演讲澄清了关于Mixtral的几个误区:并非只有8个专家(而是每层8个,共32层),总参数量为46.7B而非56B,且其推理成本与活跃参数量并非简单的正比关系,因涉及额外的通信开销。Albert Jiang探讨了MoE模型的可解释性,指出专家并非简单地按人类理解的领域(如“编码专家”)进行分工,其专业化更为复杂和底层。初步分析显示,不同层级的专家对不同类型数据的激活模式有所差异,例如中间层某个专家可能对数学和代码内容有更高激活度,但总体上专家分工尚不明确。演讲还提出多个开放性研究问题,包括MoE化注意力层、推理时负载均衡、SMoE模型压缩以及深入理解专家决策机制等,并强调了开源社区在推动这些研究中的重要性。
演讲概述
演讲者: Albert Jiang (Mistral AI / University of Cambridge),主要研究方向为语言模型预训练、推理及数学语言模型。
主题: Demystifying Mixtral of Experts (揭秘混合专家模型 Mixtral)
核心内容: 介绍Mixtral 8x7B模型的架构、性能、设计理念、常见误区、可解释性分析以及未来的研究方向。
模型架构
稠密Transformer架构回顾 (Mistral 7B)
Albert Jiang首先回顾了稠密Transformer模型,以Mistral 7B为例:
* 主要特点:
* 分组查询注意力 (Grouped Query Attention, GQA): 查询头的数量远多于键和值头,介于多头注意力 (Multi-Head Attention) 和多查询注意力 (Multi-Query Attention) 之间。
* 滑动窗口注意力 (Sliding Window Attention): 底层Transformer的token仅关注较短的先前token序列,信息随层数加深而传播。
* 设计选择: 这些设计并非全新,已在2019-2023年的工作中出现。
* Transformer层实现细节 (以PyTorch风格伪代码为例):
* 输入参数示例: 序列长度 L=8008,查询头 nh=32,键值头 nkv_heads=8,头维度 d_head=128。

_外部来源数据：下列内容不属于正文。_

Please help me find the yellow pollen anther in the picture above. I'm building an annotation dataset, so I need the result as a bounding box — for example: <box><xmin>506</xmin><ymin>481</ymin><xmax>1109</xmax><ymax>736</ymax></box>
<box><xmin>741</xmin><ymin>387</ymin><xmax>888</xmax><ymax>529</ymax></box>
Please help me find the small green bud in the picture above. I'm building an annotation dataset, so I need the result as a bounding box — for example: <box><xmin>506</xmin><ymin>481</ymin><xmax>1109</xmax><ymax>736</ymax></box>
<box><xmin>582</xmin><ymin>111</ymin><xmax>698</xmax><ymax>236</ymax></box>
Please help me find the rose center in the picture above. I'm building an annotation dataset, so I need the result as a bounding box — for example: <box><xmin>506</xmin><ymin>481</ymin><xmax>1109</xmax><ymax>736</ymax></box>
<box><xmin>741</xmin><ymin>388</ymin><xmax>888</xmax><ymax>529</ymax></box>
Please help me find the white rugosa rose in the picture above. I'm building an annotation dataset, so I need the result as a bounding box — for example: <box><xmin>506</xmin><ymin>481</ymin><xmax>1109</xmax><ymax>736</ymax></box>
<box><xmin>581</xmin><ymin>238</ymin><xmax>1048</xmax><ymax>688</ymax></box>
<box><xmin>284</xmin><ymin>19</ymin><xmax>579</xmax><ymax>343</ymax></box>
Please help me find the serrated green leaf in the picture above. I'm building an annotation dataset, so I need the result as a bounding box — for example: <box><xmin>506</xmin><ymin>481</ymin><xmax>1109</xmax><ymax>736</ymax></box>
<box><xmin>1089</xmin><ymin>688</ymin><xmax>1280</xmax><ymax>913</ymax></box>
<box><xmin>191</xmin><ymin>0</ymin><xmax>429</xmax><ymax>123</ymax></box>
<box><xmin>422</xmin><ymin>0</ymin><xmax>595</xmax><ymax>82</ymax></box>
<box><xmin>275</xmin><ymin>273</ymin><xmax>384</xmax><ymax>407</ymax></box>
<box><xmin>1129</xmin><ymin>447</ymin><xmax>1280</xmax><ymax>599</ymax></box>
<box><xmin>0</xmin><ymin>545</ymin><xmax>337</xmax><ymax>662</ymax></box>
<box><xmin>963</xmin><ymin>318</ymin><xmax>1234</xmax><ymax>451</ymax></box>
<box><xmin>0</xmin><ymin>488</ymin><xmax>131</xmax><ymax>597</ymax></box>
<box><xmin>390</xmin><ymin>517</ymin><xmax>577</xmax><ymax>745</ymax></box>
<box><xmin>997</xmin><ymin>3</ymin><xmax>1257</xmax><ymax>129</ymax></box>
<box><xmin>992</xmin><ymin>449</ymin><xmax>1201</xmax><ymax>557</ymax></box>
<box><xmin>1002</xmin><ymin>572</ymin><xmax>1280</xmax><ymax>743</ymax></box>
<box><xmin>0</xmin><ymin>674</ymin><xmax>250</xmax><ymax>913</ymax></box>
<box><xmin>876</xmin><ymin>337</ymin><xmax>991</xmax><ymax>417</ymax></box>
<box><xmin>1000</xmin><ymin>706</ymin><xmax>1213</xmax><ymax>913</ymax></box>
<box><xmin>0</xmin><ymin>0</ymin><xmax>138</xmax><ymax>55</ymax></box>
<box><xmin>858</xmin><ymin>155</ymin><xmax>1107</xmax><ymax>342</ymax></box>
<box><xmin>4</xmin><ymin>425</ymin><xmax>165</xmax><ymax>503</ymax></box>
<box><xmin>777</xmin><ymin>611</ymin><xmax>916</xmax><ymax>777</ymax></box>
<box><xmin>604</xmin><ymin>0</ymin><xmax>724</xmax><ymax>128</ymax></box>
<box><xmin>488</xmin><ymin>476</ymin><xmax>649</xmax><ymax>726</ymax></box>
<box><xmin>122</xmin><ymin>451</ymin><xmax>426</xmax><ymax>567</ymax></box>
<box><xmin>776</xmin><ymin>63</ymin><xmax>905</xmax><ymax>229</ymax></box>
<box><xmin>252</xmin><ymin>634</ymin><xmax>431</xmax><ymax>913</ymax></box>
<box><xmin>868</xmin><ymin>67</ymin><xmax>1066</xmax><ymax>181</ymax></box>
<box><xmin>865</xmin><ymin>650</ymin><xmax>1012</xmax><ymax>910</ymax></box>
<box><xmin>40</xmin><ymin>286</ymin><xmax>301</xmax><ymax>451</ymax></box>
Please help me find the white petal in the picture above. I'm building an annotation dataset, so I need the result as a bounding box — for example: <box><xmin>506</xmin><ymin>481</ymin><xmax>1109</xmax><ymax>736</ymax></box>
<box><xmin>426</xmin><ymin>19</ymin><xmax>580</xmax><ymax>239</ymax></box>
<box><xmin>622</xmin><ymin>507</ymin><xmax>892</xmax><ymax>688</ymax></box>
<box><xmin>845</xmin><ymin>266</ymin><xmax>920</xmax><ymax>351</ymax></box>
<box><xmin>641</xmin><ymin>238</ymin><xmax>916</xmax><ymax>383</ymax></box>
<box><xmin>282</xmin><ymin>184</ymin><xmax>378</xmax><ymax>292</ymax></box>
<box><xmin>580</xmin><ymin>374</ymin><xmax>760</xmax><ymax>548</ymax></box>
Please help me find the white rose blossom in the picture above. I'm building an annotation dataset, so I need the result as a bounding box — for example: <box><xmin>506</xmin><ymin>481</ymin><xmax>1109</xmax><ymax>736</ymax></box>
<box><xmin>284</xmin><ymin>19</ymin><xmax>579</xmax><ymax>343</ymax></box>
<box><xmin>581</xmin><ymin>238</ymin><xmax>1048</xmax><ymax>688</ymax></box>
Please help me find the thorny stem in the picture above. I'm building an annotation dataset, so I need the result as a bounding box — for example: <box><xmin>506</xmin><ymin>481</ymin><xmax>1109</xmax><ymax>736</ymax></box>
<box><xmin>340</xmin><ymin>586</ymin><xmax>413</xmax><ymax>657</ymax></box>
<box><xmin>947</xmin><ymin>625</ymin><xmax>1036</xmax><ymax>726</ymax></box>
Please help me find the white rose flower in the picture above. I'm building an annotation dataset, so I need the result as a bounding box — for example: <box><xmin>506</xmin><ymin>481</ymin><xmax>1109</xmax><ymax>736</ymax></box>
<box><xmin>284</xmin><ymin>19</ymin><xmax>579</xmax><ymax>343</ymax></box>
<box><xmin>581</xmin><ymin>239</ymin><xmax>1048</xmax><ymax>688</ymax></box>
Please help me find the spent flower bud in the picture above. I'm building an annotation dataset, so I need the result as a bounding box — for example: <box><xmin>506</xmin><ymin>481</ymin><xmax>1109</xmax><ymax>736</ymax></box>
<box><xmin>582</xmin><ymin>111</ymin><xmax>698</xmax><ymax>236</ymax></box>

* 模型维度 d_model = 4096 (由 nh=32, d_head=128 计算得出)。
* MLP中间层维度 ffn_hidden_dim ≈ 14k (讲者示例中提及 "latent dimensions is 14k",对应Mistral 7B配置中 intermediate_size = 14336)。
* 核心组件:
1. 初始化查询 (Q),键 (K),值 (V) 矩阵 (无偏置)。
2. 输出矩阵 (O)。
3. 注意力前向传播:
* 计算Q, K, V。
* 对Q, K应用旋转位置编码 (Rotary Positional Embedding, RoPE)。

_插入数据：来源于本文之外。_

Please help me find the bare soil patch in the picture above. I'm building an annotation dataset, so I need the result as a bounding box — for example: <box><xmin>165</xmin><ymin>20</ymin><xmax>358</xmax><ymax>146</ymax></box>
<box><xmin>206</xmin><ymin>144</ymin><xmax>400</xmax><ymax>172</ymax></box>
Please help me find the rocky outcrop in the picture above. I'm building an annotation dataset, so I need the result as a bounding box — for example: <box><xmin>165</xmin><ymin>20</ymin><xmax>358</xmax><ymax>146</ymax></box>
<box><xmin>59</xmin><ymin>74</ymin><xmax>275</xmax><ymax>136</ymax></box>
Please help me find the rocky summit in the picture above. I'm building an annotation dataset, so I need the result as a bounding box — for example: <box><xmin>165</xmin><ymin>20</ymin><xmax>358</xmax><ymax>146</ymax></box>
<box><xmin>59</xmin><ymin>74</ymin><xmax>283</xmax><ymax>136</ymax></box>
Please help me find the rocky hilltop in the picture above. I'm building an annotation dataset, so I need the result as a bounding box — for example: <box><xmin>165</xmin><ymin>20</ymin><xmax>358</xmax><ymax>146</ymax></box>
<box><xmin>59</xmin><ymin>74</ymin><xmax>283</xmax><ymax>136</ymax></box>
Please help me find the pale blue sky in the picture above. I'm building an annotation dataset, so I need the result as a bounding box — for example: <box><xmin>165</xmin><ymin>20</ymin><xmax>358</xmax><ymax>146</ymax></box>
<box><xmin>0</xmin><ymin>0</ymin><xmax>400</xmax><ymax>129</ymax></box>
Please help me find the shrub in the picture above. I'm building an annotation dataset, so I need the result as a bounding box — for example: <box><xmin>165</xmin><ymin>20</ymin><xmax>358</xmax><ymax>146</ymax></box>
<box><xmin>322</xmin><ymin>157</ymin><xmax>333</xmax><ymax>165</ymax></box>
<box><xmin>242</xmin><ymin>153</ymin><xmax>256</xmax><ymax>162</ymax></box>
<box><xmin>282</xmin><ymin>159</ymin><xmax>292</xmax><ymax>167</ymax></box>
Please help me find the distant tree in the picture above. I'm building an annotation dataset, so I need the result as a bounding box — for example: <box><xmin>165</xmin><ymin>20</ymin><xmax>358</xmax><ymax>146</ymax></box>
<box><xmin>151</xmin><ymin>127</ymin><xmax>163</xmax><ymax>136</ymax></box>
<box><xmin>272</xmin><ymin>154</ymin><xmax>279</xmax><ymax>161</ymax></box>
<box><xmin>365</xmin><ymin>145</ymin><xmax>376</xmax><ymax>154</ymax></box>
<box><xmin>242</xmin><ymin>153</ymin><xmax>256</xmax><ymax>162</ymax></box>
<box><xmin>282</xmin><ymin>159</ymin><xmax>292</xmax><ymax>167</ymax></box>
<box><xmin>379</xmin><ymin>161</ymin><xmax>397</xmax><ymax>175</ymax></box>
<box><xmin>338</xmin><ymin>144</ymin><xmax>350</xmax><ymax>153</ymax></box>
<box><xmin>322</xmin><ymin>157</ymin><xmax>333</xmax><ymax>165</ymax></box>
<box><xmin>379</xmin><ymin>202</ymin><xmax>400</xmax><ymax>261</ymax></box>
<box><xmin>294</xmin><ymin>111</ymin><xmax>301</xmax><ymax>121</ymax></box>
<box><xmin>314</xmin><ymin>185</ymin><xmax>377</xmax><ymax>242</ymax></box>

* 标准注意力计算 (重复K, V以匹配Q的维度)。
* 结果与输出矩阵O相乘。
4. Transformer层结构:
* 输入 -> RMSNorm -> 注意力层 -> 残差连接
* -> RMSNorm -> MLP层 -> 残差连接
稀疏混合专家模型 (Sparse Mixture of Experts, SMoE) - Mixtral 8x7B
- 基本理念: MoE并非新概念,Switch Transformers等工作已证明其潜力。核心思想是通过门控网络 (gating network) 将输入路由到特定的专家网络。
- Mixtral 8x7B 实现:
- 架构: 与Mistral 7B架构相同,区别在于每层的MLP(前馈网络)被替换为8个独立的专家网络(feedforward blocks)。
- 路由机制:
- 输入token (
x) 进入路由网络 (router)。 - 路由网络计算门控权重,并选择前2个 (top-2) 专家。
- 选中的专家独立处理输入。
- 专家输出根据Softmax归一化后的门控权重进行加权求和。
- 数学表达:
y = sum(softmax(top2_gating_weights) * SwiGLU(x, expert_i_params))
- 输入token (
- 参数与性能:
- 总参数: 46.7B (并非简单的7B * 8 = 56B,因为注意力层和门控层是共享的)。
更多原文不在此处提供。